Property rental business income: loan relationships and derivative contracts: interpretation
Hedging - IAS designation and hedging relationships
If the company has, in its accounts, designated all or part of a derivative contract as a hedge, that designation is conclusive in determining whether, and to what extent, the contract is hedging (section 599(4)(b) CTA 2010).
Where the contract does not meet IAS requirements for designation as a hedge, it may nevertheless be accepted as ‘hedging’ for the purposes of section 599(3)(b) CTA 2010. HMRC will accept that a derivative contract is hedging if it operates as a cash flow or fair value hedge in accordance with the criteria for a ‘hedging relationship’ to exist, as defined in regulation 2(5) of the 2004 Loan Relationships Disregard Regulations. Derivatives are explained in the Corporate Finance manual at CFM13000 onwards.
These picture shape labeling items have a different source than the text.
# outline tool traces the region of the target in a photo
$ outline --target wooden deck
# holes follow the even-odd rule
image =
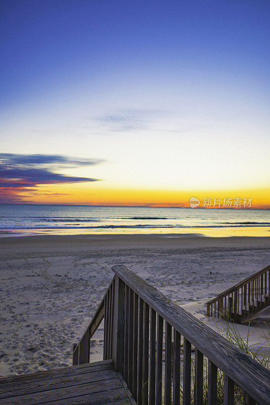
[[[111,360],[0,379],[1,405],[134,405]]]

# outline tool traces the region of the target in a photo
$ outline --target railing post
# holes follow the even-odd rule
[[[233,318],[233,297],[229,297],[228,301],[229,301],[228,315],[229,315],[229,320],[231,320]]]
[[[210,316],[210,304],[209,302],[207,302],[207,316]]]
[[[234,297],[234,321],[237,322],[237,299],[238,296],[238,290],[236,288],[235,290]]]
[[[112,360],[116,371],[123,374],[125,285],[116,275],[114,282]]]

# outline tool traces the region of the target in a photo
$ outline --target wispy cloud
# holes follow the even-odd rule
[[[101,163],[98,159],[80,159],[61,155],[0,153],[0,202],[18,202],[22,193],[46,184],[98,181],[92,177],[58,173],[67,169]]]
[[[98,117],[97,119],[114,132],[145,130],[148,122],[157,112],[156,110],[151,109],[123,109]]]

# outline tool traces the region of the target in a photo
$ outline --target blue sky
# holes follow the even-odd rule
[[[268,1],[7,1],[2,152],[100,187],[268,185]],[[91,187],[88,185],[87,187]]]

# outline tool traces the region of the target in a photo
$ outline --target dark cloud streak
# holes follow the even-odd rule
[[[19,193],[34,191],[39,185],[99,181],[92,177],[68,176],[59,171],[103,163],[61,155],[0,153],[0,202],[19,202]]]

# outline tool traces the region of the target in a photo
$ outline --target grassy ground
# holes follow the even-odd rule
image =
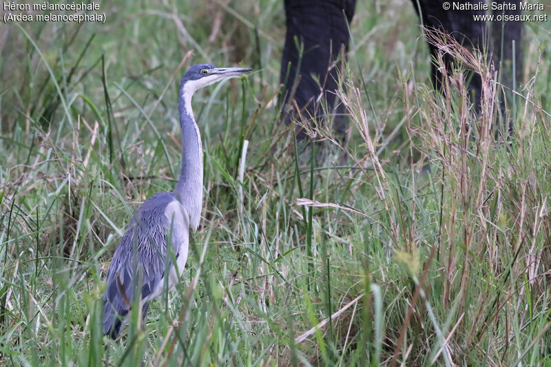
[[[346,153],[318,131],[298,156],[276,123],[282,1],[236,3],[0,25],[0,364],[551,364],[550,23],[527,24],[506,144],[490,79],[478,117],[459,73],[435,96],[408,2],[360,1]],[[174,187],[178,81],[205,61],[258,71],[196,95],[185,276],[114,342],[103,280],[133,211]]]

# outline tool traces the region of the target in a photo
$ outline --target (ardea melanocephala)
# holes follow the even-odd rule
[[[115,250],[103,300],[103,332],[113,339],[118,336],[130,311],[134,290],[141,295],[145,317],[149,301],[174,286],[187,259],[189,228],[195,231],[199,226],[203,164],[201,138],[191,110],[194,92],[251,70],[198,64],[182,78],[178,97],[183,147],[180,179],[173,192],[156,193],[142,204]]]

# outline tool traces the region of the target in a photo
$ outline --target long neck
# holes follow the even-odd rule
[[[180,125],[182,127],[182,171],[174,195],[189,214],[189,227],[199,226],[202,203],[202,147],[199,129],[191,111],[191,94],[180,94]]]

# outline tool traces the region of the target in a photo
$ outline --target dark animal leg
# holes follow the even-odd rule
[[[284,106],[290,107],[290,111],[284,109],[286,123],[289,123],[296,113],[293,111],[295,106],[301,110],[302,116],[312,116],[322,123],[328,117],[324,116],[322,109],[326,103],[329,114],[335,115],[334,126],[337,135],[344,138],[346,129],[344,106],[339,104],[335,108],[337,68],[333,67],[329,72],[328,70],[341,48],[344,46],[345,50],[348,50],[347,22],[352,19],[355,5],[356,0],[285,0],[287,34],[280,82],[285,85]],[[302,55],[295,37],[302,44]],[[298,85],[293,93],[295,81]],[[318,101],[320,94],[322,98]],[[306,134],[299,131],[297,136],[303,140]]]

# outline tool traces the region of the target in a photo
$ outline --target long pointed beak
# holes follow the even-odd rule
[[[211,74],[220,75],[220,76],[231,76],[252,71],[253,69],[249,69],[249,67],[216,67],[212,69]]]

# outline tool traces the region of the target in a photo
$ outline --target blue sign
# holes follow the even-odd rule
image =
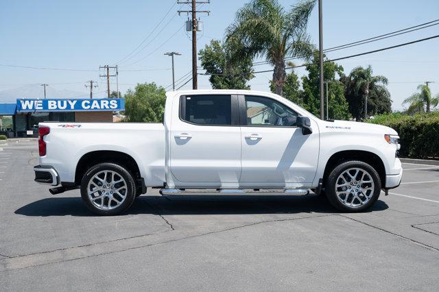
[[[125,110],[123,99],[17,99],[18,112]]]

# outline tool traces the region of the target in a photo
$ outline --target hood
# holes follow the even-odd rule
[[[382,125],[377,125],[369,123],[360,123],[349,121],[322,121],[322,126],[324,130],[339,130],[339,131],[353,131],[356,132],[374,133],[374,134],[389,134],[397,135],[398,133],[391,127]]]

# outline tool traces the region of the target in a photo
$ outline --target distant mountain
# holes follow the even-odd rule
[[[46,97],[50,99],[88,98],[90,95],[67,89],[55,89],[46,87]],[[40,84],[29,84],[16,88],[0,91],[0,103],[15,103],[17,99],[44,99],[44,90]]]

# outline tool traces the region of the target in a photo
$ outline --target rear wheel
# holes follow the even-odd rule
[[[325,193],[337,209],[361,212],[379,197],[379,175],[373,167],[361,161],[347,161],[336,166],[326,180]]]
[[[81,182],[81,197],[86,206],[99,215],[116,215],[126,210],[135,198],[132,175],[115,163],[91,167]]]

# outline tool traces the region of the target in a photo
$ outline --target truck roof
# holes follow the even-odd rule
[[[171,93],[171,94],[176,94],[176,95],[181,95],[181,94],[186,94],[186,95],[190,95],[190,94],[202,94],[202,93],[206,93],[206,94],[212,94],[212,93],[222,93],[222,94],[249,94],[249,93],[254,93],[254,94],[257,94],[257,95],[267,95],[267,94],[271,94],[271,95],[274,95],[274,93],[270,92],[270,91],[260,91],[260,90],[246,90],[246,89],[191,89],[191,90],[175,90],[175,91],[167,91],[166,93]]]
Company C (a UK-REIT) may, as part of its business strategy, decide it wants exposure to shopping centres. To put that strategy in place, C may decide to acquire a property derivative that gives exposure to that sector for the length of time between deciding the strategy and buying some shopping centres.
Where the derivative is in relation to funds awaiting first investment in property, it will not be hedging in relation to C’s property rental business, because until the shopping centre is acquired, no asset of the property rental business exists.
The derivative may be taken out as part of a strategy to switch an existing property portfolio from say commercial to shopping centres. Provided the commercial property was part of C’s property rental business, and the derivative comes within the meaning of ‘hedging’ then the property derivative will be hedging in relation to C’s property rental business.
Hedging derivatives normally get capital gains treatment under sections 640 and 641 CTA 2009. But the section 599(3) CTA 2010 set-aside overrides sections 640 and 641 CTA 2009, and the gains or losses are within the property rental business in the same way as ‘income’ property derivatives.